Archive for February, 2009

Two steps forward, one step back

Once upon a time, there was RCS, and then CVS. They tracked normal edits to a set of text files reasonbly well, and coupled with telnet or ssh, even made it relatively straightforward for a trusted group of collaborators to share their changes with each other. Some people used other proprietary tools (Perforce, Visual Source Safe, etc.) but they tended to be either a) expensive b) really, really lousy or c) both. Among the open source crowd, at least, CVS dominated the version control space for many years.

Then came Subversion. It improved on many of the failings of CVS — notably, Windows support was dramatically better, repositories could be shared over HTTP, and many operations that just didn’t work in CVS (renames, binary diffs, etc.) performed reasonably well out of the box. To this day, Subversion is a reasonable choice for many projects, especially given the advanced level of support for it in IDEs, graphical repository browsers, and the like.

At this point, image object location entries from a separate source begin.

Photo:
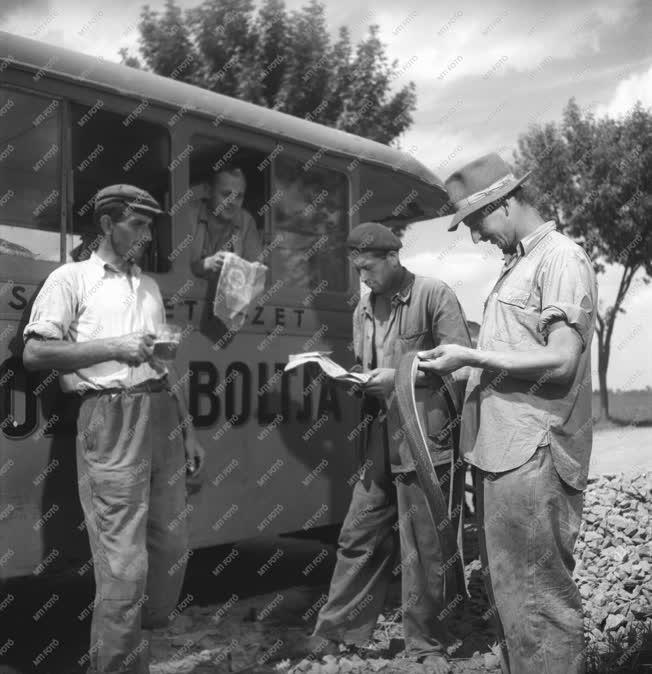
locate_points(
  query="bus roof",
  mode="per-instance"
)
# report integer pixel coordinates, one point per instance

Much of the reason for that diversity of useful tooling built atop Subversion, of course, is that it was written in C, and built with an eye towards allowing high-level languages to use bindings into the same runtime libraries upon which the ’svn’ command itself relied. In fact, Python, Perl, Java, and Ruby are all supported by the core Subversion maintainers, and additional bindings using those same underlying libraries are available for a number of other languages.

Enter the distributed version control systems: Git, Mercurial, Bazaar, Darcs, and their ilk. The basic workflow they offer is in some ways more like RCS than it is Subversion: each developer works locally against their own copy of a repository, and they share their work via patch files and periodic synchronization. (This is of course a gross over-simplifaction, as all of them offer much more sophisicated change-tracking under the hood than RCS did, but the user-visible behavior is still reminiscent.) However, their ability to maintain change history across many developers and systems without forcing everyone to eventually squash their work down into a single source tree makes a number of new modes of project management possible, or at least much easier than before.

All of the above DVCS systems potentially offer a huge gain of productivity for many developers, since you can easily experiment with changes locally, selectively share only those modifications which you wish to, and continue working without being connected to the central repository. (This is especially significant for those whose employers maintain draconian firewall rules and disallow off-site access to their source control.)

Unfortunately, none of the popular DVCS systems have anything resembling the level of cross-language API support that Subversion does. Mercurial and Bazaar are both implemented in Python, making access from other Python code quite fast, and that from any other language painfully slow. Git is implemented in C, but without a supported and documented core library of functions designed to be used to facilitate access from other languages. Darcs is written in Haskell, which means only crazy mathematicians and CS majors have any ability or interest in using it. (I’m kidding here, but the point remains that Haskell isn’t exactly the most useful substrate for scripting language bindings.)

The fallout from all of this is that we’re left using wrapper libraries which fork out to the command-line tools for each DVCS. Such wrappers have a number of problems: the performance sucks, the internal APIs are usually only as robust as the set of regular expressions you write to parse the output of the commands, and almost no work is shared between the various wrapper implementations.

Don’t get me wrong: as a simple version control tool, I’ve found Git in particular (and distributed version control in general) to be a big step up from the old centralized-repository model. However, the very eighties-esque fork-and-regexp-scrape model for IPC — coupled with the lack of an obvious “best of breed” leader in the DVCS space — means that I (along with anyone else trying to support DVCS in a general-purpose way) end up doing a lot of low-level grunt work when we could be building real value for users.

Even something as simple as a standard dump format for a common subset of the information available from the popular DVCS types would be a start. I do know that, for the time being, I’m stuck supporting a bunch of very brittle code which relies on the various idiosyncratic console output formats of each version-control system.

Playing prognosticator, I would even go so far as to suggest that the first DVCS system to provide supported, documented interfaces in a number of popular programming languages could climb to the top of the dogpile that exists currently and emerge as a clear standard.